In winter and spring black scoters also occur in high concentrations and furthermore use the area in summer to moult. Currently the overall construction schedule ignores the needs of individual bird species. NABU demands that the needs of the different species be adequately taken into consideration and disturbances caused by the construction assessed transparently. Failure to do so would defeat the very purpose of protected areas: a safe haven for species.
Inadequate documentation thwarts the participation of nature conservation organisations
An important issue for environmental and nature conservation organizations is to examine the data upon which applicants base their environmental impact assessment. In the case of NSP2, monitoring data is not sufficiently accessible or is only available in an already interpreted form. Raw data for independent evaluation is missing, which, from NABU’s perspective, is obviously an unsatisfactory state of affairs.
Furthermore, there is a lack of studies on the possible hazards to the gas pipeline caused by navy exercises in the military training area of the Bay of Pomerania as well as information on how to proceed with the expected detonations and recovery of munitions from the past along the route of the pipeline (worst-case-scenario). The Bay of Pomerania is the habitat of the only native and particularly noise-sensitive species of whale: the harbour porpoise.

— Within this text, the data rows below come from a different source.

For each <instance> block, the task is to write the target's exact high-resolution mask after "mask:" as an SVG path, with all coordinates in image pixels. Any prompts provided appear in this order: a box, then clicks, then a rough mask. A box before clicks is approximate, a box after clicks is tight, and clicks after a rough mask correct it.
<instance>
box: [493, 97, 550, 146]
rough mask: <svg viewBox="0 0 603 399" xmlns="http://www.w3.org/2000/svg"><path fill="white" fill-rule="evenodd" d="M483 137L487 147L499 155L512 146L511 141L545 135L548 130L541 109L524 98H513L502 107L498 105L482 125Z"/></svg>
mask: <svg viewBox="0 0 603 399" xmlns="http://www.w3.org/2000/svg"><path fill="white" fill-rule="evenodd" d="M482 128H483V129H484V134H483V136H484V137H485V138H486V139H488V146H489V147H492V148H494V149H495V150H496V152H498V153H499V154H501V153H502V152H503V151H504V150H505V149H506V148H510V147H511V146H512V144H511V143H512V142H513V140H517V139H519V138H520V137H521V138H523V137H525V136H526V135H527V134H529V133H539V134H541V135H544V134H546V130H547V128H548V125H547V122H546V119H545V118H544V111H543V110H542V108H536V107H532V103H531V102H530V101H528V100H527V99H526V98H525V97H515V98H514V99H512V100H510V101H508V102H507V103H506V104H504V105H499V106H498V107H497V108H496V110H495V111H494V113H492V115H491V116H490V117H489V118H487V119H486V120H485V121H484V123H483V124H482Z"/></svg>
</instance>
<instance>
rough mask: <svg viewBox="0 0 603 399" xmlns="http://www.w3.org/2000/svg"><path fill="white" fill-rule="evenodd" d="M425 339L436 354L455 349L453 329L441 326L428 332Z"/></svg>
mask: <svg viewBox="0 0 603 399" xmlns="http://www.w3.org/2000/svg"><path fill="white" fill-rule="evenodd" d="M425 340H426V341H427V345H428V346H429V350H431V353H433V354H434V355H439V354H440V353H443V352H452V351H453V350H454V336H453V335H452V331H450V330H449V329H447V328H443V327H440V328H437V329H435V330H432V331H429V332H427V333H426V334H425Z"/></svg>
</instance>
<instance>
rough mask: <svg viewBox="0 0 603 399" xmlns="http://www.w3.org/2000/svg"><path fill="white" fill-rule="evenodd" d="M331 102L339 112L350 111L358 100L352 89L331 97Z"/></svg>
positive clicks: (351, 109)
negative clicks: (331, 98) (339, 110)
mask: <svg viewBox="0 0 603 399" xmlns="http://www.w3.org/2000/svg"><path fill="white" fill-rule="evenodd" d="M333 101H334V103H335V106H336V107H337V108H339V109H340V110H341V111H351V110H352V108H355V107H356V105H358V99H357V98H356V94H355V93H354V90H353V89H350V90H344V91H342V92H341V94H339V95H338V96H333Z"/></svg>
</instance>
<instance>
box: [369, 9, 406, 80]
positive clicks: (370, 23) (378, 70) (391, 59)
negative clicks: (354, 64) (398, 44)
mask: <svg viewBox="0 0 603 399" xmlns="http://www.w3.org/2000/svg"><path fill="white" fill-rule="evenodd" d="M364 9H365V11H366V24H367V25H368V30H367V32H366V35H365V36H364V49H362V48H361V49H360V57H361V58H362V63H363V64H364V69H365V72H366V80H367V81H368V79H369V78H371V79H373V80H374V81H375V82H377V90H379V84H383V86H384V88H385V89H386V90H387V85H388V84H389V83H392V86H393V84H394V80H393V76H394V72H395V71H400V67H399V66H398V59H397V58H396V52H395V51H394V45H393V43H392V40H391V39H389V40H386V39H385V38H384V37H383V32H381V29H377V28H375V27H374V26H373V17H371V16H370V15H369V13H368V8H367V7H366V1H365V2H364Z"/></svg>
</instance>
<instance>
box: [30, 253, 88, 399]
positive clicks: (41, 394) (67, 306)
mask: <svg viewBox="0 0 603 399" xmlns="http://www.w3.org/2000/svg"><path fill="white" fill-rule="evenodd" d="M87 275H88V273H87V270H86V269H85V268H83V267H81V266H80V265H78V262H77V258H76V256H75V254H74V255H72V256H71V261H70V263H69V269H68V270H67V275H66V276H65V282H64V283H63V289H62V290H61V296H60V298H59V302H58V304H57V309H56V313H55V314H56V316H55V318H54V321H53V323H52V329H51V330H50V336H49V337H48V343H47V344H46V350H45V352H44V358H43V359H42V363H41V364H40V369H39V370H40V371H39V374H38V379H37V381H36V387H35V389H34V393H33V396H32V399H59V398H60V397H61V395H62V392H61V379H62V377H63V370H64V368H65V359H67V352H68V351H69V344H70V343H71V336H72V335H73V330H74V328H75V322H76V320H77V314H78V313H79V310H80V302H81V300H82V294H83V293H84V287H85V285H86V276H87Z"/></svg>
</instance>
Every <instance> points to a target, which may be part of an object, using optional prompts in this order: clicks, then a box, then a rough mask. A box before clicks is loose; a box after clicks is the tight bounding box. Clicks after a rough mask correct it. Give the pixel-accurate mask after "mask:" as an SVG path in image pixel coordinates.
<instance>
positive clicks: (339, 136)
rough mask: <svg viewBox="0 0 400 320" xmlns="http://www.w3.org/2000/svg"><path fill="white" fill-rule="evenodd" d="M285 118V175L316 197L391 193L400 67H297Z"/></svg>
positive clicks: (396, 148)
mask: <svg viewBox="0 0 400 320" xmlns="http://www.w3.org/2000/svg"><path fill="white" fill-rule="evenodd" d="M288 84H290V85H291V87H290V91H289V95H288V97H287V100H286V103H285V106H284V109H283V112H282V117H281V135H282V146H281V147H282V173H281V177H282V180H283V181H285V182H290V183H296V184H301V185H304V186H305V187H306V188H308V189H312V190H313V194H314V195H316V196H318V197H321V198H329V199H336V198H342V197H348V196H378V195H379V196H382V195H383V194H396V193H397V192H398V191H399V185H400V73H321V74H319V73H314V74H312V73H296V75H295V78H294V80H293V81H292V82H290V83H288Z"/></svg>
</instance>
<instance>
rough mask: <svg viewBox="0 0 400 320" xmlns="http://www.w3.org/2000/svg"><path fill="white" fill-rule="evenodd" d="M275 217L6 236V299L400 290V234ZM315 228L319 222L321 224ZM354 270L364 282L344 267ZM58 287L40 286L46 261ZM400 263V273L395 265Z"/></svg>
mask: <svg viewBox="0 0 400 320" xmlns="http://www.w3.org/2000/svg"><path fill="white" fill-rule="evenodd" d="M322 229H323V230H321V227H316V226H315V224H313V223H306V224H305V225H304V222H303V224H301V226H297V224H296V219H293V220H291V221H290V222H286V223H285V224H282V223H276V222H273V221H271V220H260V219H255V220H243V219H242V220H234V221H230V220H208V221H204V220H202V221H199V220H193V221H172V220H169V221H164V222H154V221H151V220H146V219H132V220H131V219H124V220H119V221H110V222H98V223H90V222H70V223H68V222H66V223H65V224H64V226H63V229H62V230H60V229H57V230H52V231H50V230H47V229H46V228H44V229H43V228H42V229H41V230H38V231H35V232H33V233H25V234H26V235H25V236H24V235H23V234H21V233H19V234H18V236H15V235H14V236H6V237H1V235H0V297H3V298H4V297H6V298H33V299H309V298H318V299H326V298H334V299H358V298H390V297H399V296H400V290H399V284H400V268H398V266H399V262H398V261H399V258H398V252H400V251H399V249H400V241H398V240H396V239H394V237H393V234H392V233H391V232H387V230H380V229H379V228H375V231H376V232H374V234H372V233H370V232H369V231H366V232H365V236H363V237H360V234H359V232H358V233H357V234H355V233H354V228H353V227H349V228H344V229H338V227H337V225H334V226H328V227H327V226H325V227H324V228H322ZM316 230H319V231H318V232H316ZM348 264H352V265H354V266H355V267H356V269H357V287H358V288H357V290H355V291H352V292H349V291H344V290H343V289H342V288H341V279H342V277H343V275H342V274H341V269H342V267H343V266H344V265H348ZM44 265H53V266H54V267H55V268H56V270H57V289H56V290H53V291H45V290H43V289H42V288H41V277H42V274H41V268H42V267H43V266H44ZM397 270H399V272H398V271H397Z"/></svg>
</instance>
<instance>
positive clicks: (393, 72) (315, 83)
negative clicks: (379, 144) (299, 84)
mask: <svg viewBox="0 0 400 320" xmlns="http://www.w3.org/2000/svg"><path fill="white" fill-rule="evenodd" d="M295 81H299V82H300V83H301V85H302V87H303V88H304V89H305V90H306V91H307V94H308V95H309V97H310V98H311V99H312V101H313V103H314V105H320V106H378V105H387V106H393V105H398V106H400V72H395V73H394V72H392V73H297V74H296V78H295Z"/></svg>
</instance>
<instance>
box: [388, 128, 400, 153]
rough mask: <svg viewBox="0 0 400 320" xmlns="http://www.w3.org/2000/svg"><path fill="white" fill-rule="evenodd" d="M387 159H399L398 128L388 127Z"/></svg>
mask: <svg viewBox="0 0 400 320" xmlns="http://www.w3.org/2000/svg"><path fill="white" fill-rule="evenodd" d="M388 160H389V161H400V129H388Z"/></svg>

Proper compensation for environmental damage is not viable
It is legally binding that, for interventions in the natural environment, there has to be compensation or mitigation through nature conservation measures to make up for unavoidable damage. The proposed plan for compensation measures within the twelve mile zone is poorly conceived and not foolproof. Many land owners do not agree with the change in use, or feel that their rights have been curtailed. As a consequence they often do not want to provide even one hectare of their land voluntarily, clearly not a good starting point for a successful compensation. NABU is opposed to compensation by means of financial settlement for the disturbance of the marine environment (as the applicants are planning within the EEZ) and is demanding complete, real and actual habitat compensation and mitigation if the plan is approved. Experience shows that compensation funds do not help the damaged habitats and species.
A project with permanent long-term effects which no one needs
Nord Stream 2 would be the biggest man-made construction within the Baltic Sea, and one that would probably stay permanently on the sea floor, even when it is no longer in use, as financial provision is not being made for its eventual dismantling. Furthermore NABU is afraid that the approval of NSP2 will make similar projects easier to approve in the future.
After putting forward all its arguments concerning conservation and environmental aspects, NABU expects and demands a stop to the construction of the Nord Stream Pipeline 2, which is such a risky venture from the point of view of energy usage and protection of the natural world.